Oil prices slipped on Wednesday as concerns over a build-up in U.S. crude inventories outweighed supply disruptions in Kazakhstan and ongoing geopolitical tensions linked to U.S. tariff threats.
Brent crude futures fell 76 cents, or 1.2%, to $64.16 per barrel, while U.S. West Texas Intermediate (WTI) declined 60 cents, or 1%, to $59.76 per barrel. The drop comes a day after both benchmarks had climbed nearly 1.5% on supply-side concerns and strong Chinese economic data.
U.S. inventory build pressures prices
The primary factor weighing on oil markets is the expectation that U.S. crude stockpiles increased sharply last week.

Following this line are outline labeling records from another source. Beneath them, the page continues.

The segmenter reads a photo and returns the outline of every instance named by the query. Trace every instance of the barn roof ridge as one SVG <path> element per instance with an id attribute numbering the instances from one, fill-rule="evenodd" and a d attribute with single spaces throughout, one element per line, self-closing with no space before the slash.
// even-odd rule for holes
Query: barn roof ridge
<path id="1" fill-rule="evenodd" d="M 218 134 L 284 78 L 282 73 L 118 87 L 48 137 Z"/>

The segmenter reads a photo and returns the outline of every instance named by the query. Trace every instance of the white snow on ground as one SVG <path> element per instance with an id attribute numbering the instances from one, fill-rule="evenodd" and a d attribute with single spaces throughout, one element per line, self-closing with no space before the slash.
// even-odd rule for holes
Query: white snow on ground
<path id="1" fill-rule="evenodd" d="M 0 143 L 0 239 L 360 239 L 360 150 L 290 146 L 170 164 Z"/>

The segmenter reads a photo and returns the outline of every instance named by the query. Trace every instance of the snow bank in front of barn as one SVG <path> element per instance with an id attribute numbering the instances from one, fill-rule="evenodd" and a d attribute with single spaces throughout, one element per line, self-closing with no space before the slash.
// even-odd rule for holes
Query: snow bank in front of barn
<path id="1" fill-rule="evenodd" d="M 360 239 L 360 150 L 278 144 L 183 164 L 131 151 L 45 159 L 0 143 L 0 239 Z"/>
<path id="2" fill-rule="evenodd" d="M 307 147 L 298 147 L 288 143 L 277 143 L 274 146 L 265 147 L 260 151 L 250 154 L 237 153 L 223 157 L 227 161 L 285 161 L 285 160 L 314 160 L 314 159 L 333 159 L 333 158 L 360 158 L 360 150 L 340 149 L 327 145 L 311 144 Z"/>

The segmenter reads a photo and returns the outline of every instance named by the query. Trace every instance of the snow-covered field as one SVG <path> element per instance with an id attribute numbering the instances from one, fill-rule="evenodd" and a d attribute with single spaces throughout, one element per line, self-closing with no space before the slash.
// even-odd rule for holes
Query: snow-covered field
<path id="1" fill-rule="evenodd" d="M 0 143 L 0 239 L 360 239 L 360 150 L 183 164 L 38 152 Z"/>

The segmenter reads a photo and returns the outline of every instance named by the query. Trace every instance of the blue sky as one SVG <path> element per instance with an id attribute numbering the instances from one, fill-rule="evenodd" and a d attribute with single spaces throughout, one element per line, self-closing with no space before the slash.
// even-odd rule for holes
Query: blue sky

According to a preliminary Reuters poll, analysts estimate that crude inventories rose by around 1.7 million barrels in the week ended January 16. Rising inventories typically signal weaker demand or oversupply, putting downward pressure on prices.
Markets are now awaiting inventory data from the American Petroleum Institute (API) later on Wednesday and the U.S. Energy Information Administration (EIA) on Thursday, both delayed by a U.S. federal holiday earlier this week.
Kazakhstan outages offer limited support
Oil prices had found support in the previous session after Kazakhstan temporarily halted production at the Tengiz and Korolev oilfields due to power distribution issues. Tengiz is one of the world’s largest oil fields, and industry sources suggest output could remain offline for another seven to ten days.
However, analysts note that the disruption is temporary, limiting its ability to offset broader bearish factors such as rising inventories.
Geopolitics adds uncertainty, not support
Additional pressure came from geopolitical uncertainty after U.S. President Donald Trump reiterated his intention to gain control of Greenland and threatened fresh tariffs on European countries if no deal is reached. Markets fear that such tariffs could slow global economic growth, weakening oil demand.
While tensions involving Iran and the Middle East could still provide upside risks to crude prices, analysts say these concerns are currently being overshadowed by inventory data and growth-related worries.
What markets are watching next
Traders are closely monitoring upcoming U.S. inventory reports and developments around U.S. trade policy. While geopolitical risks remain elevated, near-term oil price direction is likely to be driven by demand signals and stockpile data, keeping crude under pressure for now.